Landscape Ecology

, Volume 26, Issue 3, pp 371–379 | Cite as

Connectivity of agroecosystems: dispersal costs can vary among crops

  • Bradley J. Cosentino
  • Robert L. Schooley
  • Christopher A. Phillips
Research Article


Knowledge of how habitat heterogeneity affects dispersal is critical for conserving connectivity in current and changing landscapes. However, we generally lack an understanding of how dispersal costs and animal movements vary among crops characteristic of agroecosystems. We hypothesized that a physiological constraint, desiccation risk, influences movement behavior among crops and other matrix habitats (corn, soybean, forest, prairie) in Ambystoma tigrinum (tiger salamander) in Illinois, USA. In a desiccation experiment, salamanders were added to enclosures in four replicate plots of each matrix habitat, and water loss was measured every 12 h for 48 h. Changes in water loss were examined using a linear mixed model. Water loss varied among treatments, over time, and there was a significant treatment-time interaction. Water loss was greater in corn and prairie than in forest and soybean. To assess whether salamanders move through matrix habitats that minimize desiccation, we tracked movements of individuals released on edges between habitats for two treatment combinations: soybean–corn, and soybean–prairie. As predicted based on our desiccation experiment, movements were oriented towards soybean in both cases.

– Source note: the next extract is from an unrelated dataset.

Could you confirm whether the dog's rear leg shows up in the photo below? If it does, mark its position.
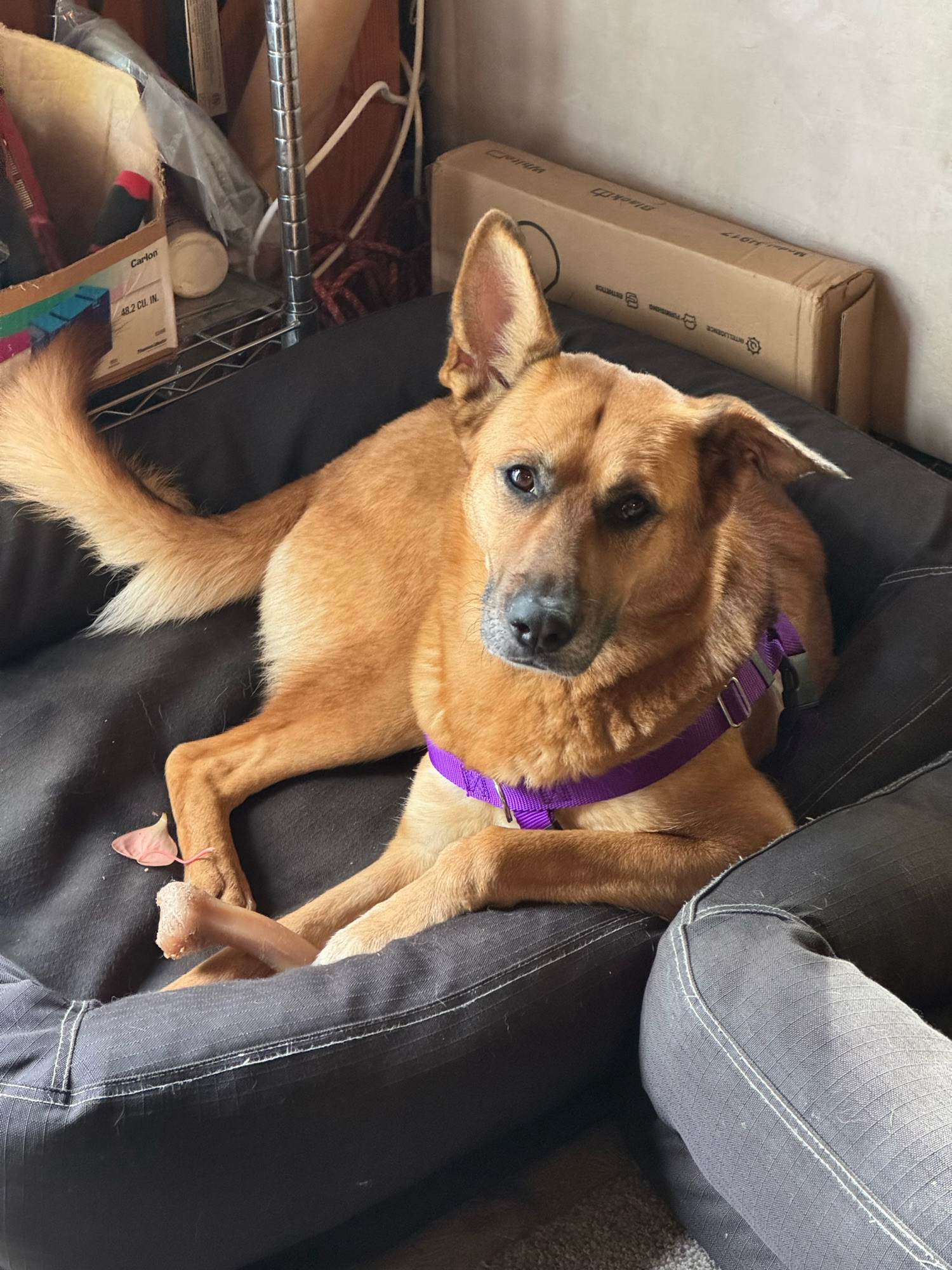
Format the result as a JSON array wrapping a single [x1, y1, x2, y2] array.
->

Thus, variation in desiccation risk among matrix habitats likely influenced movement decisions by salamanders, although other factors such as predation risk could have contributed to habitat choice. We argue that conceptualizing dispersal cost as uniformly high in all crop types is too simplistic. Estimating crop-specific dispersal costs and movement patterns may be necessary for constructing effective measures of landscape connectivity in agroecosystems.


Agriculture Amphibian Connectivity Cost-distance Dispersal Illinois Landscape matrix Least-cost Salamander Spatial ecology 



Funding was provided by the American Museum of Natural History, Chicago Herpetological Society, University of Illinois, and Illinois State Academy of Science. We thank J. Wolff and S. Zec for assistance with fieldwork. S. Buck, T. Moyer and B. Towey provided invaluable logistical support, and we are grateful to the Richardson Wildlife Foundation for facilitating this research. G. Batzli, E. Heske, and the Schooley lab group provided helpful comments on the manuscript. Scientific permit authorization was granted by the Illinois Department of Natural Resources under 110 ILC 425/20, and animal care and handling was covered by IACUC protocol 09026.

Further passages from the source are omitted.